Every fourth of July my family gets a cabin up north in Minnesota. About 15 of us all stay in a big house, eat more food than we probably should, hang out at the lake, and play buck euchre.
For almost two decades, my family has followed this tradition and it has always been one of the happiest and looked-forwarded too events of my summers. Simple living. This gathering also serves as a remembrance for my Uncle, Todd, who passed away 17 years ago when I was 12. Even if we don’t always talk about him at this point in our lives, his memory is still with us all. I can’t help but think about how nice it would be to know him as an adult myself.
This fourth of July celebration is one of the few times every year where we all join as a family to spend time together. It is probably the most significant gathering as it lasts multiple days. Everyone shows up ready to kick up their feet and take advantage of the Minnesota summer sun. The magic of a Minnesota summer at the cabin is always on full display. Even though it has been unbearably hot lately, getting to walk around the trees and water is about as peaceful as life gets.
This year marked the first year I was able to attend a July Fourth get-together since 2019. For all the reasons above, I was always disappointed in my inability to show up over the past five summers. I missed out on a lot of family time. Changes in life are accelerated with each missed opportunity to share stories in person.
So, as I transition out of the Navy this summer, I am deliberately trying to slow down the rate of divergence in my relationships. Six years seemingly disappears in the blink of an eye yet I know I have missed out on a lot in the lives of family and friends. Baseball games, weddings, holidays, music performances, etc. It is impossible to quantify the exact amount of time and connection – the opportunity-relationship-cost – that I have lost. I don’t regret my decisions in life at all, but I would be lying if I said these thoughts didn’t weigh heavy at times.

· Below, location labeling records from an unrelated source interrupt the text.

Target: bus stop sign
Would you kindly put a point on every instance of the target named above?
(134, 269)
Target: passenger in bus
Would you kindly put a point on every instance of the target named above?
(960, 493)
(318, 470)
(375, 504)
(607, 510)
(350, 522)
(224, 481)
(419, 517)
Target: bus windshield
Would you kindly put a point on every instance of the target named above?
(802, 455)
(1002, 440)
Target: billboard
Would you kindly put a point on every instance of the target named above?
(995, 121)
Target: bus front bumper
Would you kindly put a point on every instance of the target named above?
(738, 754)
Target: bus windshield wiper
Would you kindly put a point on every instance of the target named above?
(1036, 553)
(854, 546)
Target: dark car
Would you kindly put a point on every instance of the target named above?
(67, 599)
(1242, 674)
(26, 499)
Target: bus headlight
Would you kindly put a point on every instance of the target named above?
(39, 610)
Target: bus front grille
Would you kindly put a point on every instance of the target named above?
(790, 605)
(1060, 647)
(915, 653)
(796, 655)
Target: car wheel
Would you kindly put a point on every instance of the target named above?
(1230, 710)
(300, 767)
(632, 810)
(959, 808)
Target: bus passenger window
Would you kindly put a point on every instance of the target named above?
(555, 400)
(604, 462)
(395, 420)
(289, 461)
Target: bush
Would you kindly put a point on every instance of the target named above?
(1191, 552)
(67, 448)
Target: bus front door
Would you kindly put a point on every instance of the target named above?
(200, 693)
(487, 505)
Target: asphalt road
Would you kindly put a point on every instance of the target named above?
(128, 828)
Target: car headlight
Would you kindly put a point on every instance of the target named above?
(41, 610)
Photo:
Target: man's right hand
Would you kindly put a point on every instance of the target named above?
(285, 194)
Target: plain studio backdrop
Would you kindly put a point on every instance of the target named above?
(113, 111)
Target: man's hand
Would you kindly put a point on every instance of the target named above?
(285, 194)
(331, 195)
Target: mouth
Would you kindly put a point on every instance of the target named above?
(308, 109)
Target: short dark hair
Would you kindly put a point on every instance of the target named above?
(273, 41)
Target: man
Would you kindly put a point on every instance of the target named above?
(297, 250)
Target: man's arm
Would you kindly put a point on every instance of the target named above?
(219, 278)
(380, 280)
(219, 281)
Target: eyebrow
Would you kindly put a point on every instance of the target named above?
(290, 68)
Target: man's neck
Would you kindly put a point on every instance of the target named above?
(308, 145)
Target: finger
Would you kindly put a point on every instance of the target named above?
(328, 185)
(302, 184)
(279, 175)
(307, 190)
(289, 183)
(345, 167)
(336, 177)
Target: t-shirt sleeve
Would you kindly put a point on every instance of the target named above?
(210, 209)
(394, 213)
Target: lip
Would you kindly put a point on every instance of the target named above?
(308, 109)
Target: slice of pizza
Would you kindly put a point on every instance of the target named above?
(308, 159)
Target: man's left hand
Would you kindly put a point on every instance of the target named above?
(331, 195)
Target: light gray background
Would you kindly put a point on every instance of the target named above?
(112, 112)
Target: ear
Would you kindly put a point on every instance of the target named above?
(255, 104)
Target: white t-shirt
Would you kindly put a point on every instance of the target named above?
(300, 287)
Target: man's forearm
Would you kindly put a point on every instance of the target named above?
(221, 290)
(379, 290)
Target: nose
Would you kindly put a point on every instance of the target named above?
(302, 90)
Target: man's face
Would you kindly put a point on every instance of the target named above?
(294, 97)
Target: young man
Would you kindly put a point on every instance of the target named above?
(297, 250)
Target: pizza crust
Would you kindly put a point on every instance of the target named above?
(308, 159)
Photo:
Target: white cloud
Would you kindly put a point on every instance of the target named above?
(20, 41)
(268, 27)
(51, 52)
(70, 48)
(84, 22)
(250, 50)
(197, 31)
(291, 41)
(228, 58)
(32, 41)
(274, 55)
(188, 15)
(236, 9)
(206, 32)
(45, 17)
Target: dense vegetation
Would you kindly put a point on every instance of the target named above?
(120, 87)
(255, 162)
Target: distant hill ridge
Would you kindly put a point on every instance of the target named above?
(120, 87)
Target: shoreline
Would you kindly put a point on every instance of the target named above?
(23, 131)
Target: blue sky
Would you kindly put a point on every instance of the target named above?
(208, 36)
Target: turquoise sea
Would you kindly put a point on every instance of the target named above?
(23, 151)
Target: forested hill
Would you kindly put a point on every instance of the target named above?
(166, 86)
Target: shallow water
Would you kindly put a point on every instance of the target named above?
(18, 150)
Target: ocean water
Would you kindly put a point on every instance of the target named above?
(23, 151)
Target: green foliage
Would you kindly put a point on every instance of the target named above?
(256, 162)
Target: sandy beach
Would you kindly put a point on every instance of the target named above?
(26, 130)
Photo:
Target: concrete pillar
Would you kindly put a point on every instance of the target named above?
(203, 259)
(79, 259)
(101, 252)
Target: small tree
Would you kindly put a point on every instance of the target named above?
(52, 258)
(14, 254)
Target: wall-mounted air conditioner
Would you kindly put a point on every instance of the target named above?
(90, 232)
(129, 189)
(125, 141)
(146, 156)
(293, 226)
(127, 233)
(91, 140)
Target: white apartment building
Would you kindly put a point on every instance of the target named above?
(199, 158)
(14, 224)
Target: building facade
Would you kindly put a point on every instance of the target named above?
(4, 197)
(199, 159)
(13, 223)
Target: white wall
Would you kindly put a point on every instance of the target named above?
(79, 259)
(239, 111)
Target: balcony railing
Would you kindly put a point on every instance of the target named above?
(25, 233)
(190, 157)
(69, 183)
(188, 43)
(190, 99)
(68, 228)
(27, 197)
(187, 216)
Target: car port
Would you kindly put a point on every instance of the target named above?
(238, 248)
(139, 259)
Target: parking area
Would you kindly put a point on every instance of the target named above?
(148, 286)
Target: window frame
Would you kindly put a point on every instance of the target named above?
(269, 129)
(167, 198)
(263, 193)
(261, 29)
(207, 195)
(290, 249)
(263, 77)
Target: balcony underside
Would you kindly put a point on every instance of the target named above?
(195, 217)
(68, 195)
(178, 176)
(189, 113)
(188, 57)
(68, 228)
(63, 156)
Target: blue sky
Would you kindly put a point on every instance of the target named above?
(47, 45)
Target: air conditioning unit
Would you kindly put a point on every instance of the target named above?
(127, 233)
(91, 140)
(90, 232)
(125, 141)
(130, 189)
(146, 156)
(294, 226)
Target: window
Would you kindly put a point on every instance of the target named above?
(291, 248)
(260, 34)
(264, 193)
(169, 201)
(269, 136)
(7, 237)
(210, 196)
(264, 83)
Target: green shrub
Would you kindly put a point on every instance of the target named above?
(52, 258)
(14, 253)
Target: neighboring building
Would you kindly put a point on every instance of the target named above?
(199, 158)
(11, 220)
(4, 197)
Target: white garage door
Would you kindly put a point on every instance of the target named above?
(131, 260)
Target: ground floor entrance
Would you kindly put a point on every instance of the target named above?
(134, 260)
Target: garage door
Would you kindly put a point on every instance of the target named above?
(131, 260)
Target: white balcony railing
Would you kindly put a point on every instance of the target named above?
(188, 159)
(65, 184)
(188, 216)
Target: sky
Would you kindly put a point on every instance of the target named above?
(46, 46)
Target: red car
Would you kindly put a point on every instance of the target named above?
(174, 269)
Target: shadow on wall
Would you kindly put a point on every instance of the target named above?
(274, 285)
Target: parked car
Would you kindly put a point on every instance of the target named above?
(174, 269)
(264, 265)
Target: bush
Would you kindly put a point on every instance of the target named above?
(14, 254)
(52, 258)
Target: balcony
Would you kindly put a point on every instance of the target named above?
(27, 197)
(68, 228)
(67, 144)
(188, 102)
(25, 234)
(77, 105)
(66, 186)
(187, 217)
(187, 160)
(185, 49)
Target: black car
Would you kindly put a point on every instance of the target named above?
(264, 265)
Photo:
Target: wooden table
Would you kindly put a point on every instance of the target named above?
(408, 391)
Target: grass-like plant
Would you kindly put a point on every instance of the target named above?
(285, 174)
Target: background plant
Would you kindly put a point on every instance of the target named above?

I got to spend time with Lilly’s family and my family this year over the holiday. The weekend was filled with so many small moments of love and connection like cruising around the lake on the pontoon, watching Lilly beat me, my uncle, and father at buck euchre, and sitting in the porch talking. These are the simple moments where I always want to be present in the future. I want to be present as a son, nephew, cousin, and sibling. I want to forge relationships and connections with my family and friends that have consistency and depth. This is easy to wish for, much more difficult to pursue in reality. It is easy to get swept away in the river of life and forget that simple moments with people I am close to are most important.
Overall, I still feel such a strong connection with my friends and family back in Minnesota and the midwest in general. Minnesota will always be my home. I have been away from home for a long time and I am ready to be back. Well technically, I am in Chicago. But that is much closer than San Diego. I feel an urge to make up for time that I lost while I was in the Navy. I am just tired of saying “no” to things and missing out on moments in life.
There was a beautiful moment this weekend where I looked out into the porch from inside our cabin and saw my mother, aunt, and grandmother talking together. It is crazy how much life these three people have lived together. Yet they still sit, puzzle, talk, and laugh for hours. And I am sure Uncle Todd is looking down at them smiling, joining in with their laughter.